Unsurprisingly, many parents and officials find the explicit discussion of gender and sexuality with children as young as kindergarten very disturbing, and many state legislatures have stepped in to limit these classroom discussions, with Florida’s so-called “Don’t Say Gay” bill being the most widely discussed example.  

Many forces are at play here—some unavoidable, some somewhat benign, and some worthy of our keenest suspicion—but the end result is that our nation’s schools are now front and center in a revolutionary ideological movement intent on introducing sexual topics to the standard curriculum to a degree that would have been unthinkable only a few years ago.

Basic biology plays a big role in what is occurring today.  At the start of the 20th century, the average age of puberty’s onset was 16 or 17, and the later years of high school as a result became the routine time when many were choosing their future mates among their newly sprouted classmates, whom in many cases they would marry a few years later after graduating and beginning their young adult lives of work and service.

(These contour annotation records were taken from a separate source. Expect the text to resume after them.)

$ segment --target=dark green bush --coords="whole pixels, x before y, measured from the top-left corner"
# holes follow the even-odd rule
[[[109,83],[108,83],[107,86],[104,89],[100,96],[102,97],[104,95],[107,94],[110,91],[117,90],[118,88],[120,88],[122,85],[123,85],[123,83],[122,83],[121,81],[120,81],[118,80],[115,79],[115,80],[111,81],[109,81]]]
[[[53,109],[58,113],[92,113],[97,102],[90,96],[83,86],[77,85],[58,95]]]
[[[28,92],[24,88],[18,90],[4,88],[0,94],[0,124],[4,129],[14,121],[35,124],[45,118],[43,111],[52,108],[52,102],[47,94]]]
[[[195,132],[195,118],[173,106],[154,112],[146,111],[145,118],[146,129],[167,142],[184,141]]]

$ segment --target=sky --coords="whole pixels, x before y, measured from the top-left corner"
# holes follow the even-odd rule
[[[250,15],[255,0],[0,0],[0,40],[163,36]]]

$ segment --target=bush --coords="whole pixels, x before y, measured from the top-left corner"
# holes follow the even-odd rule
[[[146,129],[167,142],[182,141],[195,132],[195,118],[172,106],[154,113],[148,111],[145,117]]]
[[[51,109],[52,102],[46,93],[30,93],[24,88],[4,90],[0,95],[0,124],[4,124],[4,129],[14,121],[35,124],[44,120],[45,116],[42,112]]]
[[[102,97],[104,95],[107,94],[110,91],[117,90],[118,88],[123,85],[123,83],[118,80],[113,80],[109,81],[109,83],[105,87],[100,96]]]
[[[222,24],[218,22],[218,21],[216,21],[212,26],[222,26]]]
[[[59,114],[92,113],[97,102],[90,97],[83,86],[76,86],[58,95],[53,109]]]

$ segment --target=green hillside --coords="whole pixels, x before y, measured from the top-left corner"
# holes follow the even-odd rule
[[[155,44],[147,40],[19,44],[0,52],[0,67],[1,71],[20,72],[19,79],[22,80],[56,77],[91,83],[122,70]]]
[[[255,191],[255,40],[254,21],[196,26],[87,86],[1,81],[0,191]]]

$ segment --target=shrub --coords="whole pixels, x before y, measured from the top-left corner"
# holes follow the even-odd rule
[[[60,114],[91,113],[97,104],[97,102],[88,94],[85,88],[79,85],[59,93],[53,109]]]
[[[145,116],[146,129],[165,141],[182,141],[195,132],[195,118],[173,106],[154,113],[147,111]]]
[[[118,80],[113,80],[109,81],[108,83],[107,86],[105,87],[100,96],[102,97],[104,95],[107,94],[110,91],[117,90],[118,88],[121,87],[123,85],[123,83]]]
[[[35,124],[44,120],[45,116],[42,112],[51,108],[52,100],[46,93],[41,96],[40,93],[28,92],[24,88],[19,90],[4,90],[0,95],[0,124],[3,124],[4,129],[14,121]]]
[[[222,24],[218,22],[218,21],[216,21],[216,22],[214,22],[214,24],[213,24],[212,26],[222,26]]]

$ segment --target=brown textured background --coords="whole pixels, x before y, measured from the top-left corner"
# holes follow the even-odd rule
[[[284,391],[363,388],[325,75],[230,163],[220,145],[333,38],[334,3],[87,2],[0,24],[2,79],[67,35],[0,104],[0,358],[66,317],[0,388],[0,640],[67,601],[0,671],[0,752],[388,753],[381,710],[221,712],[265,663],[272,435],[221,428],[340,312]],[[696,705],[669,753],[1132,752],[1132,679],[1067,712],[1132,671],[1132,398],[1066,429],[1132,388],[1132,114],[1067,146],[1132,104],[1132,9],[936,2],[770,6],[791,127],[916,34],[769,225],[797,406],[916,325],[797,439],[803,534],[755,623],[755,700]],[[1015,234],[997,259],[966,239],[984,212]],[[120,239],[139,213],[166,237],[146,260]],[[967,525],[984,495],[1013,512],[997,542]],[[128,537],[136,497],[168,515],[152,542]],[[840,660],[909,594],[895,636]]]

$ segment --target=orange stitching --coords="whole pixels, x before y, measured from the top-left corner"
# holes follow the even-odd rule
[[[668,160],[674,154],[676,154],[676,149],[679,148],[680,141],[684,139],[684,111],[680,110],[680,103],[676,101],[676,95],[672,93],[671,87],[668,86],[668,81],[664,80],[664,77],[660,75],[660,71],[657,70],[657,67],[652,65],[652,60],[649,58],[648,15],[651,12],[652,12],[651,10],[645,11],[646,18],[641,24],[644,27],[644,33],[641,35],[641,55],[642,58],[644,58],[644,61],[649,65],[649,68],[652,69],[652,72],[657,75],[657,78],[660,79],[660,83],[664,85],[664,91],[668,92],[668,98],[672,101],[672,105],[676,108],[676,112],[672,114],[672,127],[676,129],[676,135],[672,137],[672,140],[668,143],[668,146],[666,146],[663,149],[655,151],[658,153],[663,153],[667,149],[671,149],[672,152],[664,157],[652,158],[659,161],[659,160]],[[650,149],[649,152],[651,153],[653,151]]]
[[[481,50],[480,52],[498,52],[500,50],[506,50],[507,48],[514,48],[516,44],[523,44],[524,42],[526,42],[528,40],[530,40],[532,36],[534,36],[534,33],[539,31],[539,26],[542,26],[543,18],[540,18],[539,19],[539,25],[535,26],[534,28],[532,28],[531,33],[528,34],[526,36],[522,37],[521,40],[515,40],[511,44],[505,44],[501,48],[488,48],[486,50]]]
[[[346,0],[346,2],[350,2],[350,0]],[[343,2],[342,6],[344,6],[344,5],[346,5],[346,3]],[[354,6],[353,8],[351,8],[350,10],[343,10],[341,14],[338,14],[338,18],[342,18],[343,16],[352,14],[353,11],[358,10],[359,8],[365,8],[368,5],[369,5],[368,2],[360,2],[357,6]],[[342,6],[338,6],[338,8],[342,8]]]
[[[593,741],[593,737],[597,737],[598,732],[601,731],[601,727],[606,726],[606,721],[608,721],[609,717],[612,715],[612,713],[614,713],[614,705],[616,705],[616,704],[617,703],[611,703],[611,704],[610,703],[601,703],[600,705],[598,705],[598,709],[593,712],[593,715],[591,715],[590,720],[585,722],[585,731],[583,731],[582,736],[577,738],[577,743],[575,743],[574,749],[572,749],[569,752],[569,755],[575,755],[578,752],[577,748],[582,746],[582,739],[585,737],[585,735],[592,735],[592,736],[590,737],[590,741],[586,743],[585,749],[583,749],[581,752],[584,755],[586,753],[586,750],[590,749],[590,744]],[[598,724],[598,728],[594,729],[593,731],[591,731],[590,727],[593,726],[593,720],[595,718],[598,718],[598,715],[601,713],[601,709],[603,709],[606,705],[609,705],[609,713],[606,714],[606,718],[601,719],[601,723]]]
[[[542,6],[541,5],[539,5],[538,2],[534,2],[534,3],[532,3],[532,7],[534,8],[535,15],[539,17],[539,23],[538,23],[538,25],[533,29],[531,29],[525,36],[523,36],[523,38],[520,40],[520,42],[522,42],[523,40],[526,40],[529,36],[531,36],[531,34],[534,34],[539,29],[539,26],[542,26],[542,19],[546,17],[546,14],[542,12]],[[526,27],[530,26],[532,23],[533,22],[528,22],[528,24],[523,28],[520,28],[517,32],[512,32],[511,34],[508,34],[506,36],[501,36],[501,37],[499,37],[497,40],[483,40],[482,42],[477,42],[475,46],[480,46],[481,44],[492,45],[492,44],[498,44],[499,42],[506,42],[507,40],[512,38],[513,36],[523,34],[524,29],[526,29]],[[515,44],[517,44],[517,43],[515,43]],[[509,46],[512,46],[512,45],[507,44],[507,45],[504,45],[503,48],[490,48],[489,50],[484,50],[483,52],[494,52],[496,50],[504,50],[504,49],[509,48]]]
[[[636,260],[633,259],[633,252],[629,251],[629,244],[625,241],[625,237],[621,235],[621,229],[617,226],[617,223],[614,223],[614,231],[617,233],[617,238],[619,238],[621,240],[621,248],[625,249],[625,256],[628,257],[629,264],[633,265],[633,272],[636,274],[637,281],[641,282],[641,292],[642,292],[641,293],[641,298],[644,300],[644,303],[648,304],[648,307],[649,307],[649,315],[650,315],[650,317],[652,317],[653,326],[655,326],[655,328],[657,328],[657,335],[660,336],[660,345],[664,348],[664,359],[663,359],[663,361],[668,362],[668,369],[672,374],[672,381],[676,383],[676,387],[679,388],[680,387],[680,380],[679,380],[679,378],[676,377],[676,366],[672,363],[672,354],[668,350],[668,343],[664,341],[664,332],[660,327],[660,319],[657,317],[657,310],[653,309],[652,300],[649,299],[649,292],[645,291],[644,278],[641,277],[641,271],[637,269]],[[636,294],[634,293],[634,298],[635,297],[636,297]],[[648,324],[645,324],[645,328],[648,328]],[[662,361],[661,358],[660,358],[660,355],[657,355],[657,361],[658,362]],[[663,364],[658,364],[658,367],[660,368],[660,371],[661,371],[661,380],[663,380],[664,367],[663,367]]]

There are many possible reasons, some of them still the subject of ongoing studies, why this is happening, but the average age of puberty is now around 12 years of age, and sexual development among girls is now not uncommon as young as 8 years old.  With hormones hopping their way through late elementary and middle schools across our nation, issues that would have been unthinkable to our grandparents are now jumping to the fore.  I remember a colleague who taught middle school in one district where I taught high school grimacing as she described sixth grade as “Blow Job Year” during an in-service discussion, and she was both shocked and upset by this new reality.  

We are definitely not in Kansas anymore, Toto.

Running right alongside the earlier onset of sexual—but not emotional—maturity has been what is often called the “pornification” of American culture.  

Explicit sexual material is now readily available to any child or adolescent who has the urge to find it—and many more now have this urge at an younger age.  What was mysterious and forbidden to previous generations now can be viewed on any cell phone, tablet, or laptop computer around, and much of this is both excruciatingly gynecological and horribly dehumanizing.  Don’t think of tender love, gentle intimacy, or doe-eyed romance; instead form a mental picture of total strangers banging away with all the subtlety of two dump trucks in a high-speed collision.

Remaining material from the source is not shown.